Dad GUY TURCOTTE wasn't "crazy." He was the typical killer daddy, angry at his ex-wife and intent on hurting her in the worst way possible. The unmentioned crime here: that this piece of merde was allowed any access to these kids at all. If he'd had no access, then there could have been no crime.
Guy Turcotte showed many signs of sound behaviour: Crown
By Roberto Rocha, The Gazette June 29, 2011
JEROME – It wasn’t madness from methanol poisoning or suicidal anguish that made Guy Turcotte kill his children, the Crown concluded Wednesday. He knew exactly was he was doing.
In her closing arguments in the long-running double murder trial, prosecutor Claudia Carbonneau said the cardiologist was fully coherent before and after stabbing his children to death, despite his turbulent mental state and the windshield fluid he ingested in the hopes of killing himself.
When police arrived at his home in Piedmont, they found, along with the bodies of the children, an intoxicated, but coherent, Turcotte, Carbonneau said.
“He answered their questions. He was verbally active. He said: ‘I killed my children. I’m a criminal.’ ”
Methanol contained in the fluid is supposed to dull physical coordination, the Crown argued. But photographs of the crime scene showed Turcotte stabbed Anne-Sophie, 3, and Olivier, 5, repeatedly and with precision. There were no holes or tears in their mattresses to suggest he missed, Carbonneau said.
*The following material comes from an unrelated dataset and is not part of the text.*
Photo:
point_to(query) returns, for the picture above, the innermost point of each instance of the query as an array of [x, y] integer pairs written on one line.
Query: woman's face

And despite the anguish he felt as his marriage to Isabelle Gaston fell apart, Turcotte was still capable of empathy and reason, she argued.
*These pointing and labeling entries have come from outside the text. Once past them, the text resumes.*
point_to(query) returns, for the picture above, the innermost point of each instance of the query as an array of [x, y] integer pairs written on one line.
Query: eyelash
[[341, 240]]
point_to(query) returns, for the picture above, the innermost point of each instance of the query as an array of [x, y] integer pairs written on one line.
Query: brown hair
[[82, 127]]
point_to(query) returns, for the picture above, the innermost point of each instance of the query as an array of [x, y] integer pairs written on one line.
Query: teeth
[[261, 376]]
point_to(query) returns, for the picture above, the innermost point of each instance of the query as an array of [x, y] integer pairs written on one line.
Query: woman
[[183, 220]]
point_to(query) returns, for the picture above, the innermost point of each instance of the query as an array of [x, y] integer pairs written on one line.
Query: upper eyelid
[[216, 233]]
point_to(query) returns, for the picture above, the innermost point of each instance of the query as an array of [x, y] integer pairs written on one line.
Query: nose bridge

“(Before the crime) he made two calls to cancel his appointments. Despite his suicidal crisis, he considered other people,” Carbonneau said. He told his mother he loved her on the phone as he waited to die. “Everything he said in that conversation was coherent,” she said.
He also researched suicide methods on the Internet, and after killing the children, he drank more poison. “Did he want to die faster? He made a decision to drink more?”
When Superior Court judge Marc David sends the jury to deliberate, which is expected to be on Thursday, they will have to decide if Turcotte killed his children to punish his ex-wife, or if temporary insanity made him unaware of his actions.
The defence has argued Turcotte’s severe depression and the poison he took made him think that killing his children would spare them the trauma of seeing their father’s dead body.
“Just because someone has a mental-health problem, doesn’t mean he’s not responsible for his actions,” Carbonneau told the jury. “That’s not an equation you should make.”
The Crown cautioned jurors to not infer one’s actions from one’s personality, following the defence that a father who loves his children would never kill them with a sane mind.
“What about priests who have a good reputation in their communities, but abuse children,” the prosecutor asked. “Should we assume they are not responsible for their actions?”
David told jurors they will have to decide on one of four verdicts: murder in the first degree, second degree, involuntary homicide, or not criminally responsible.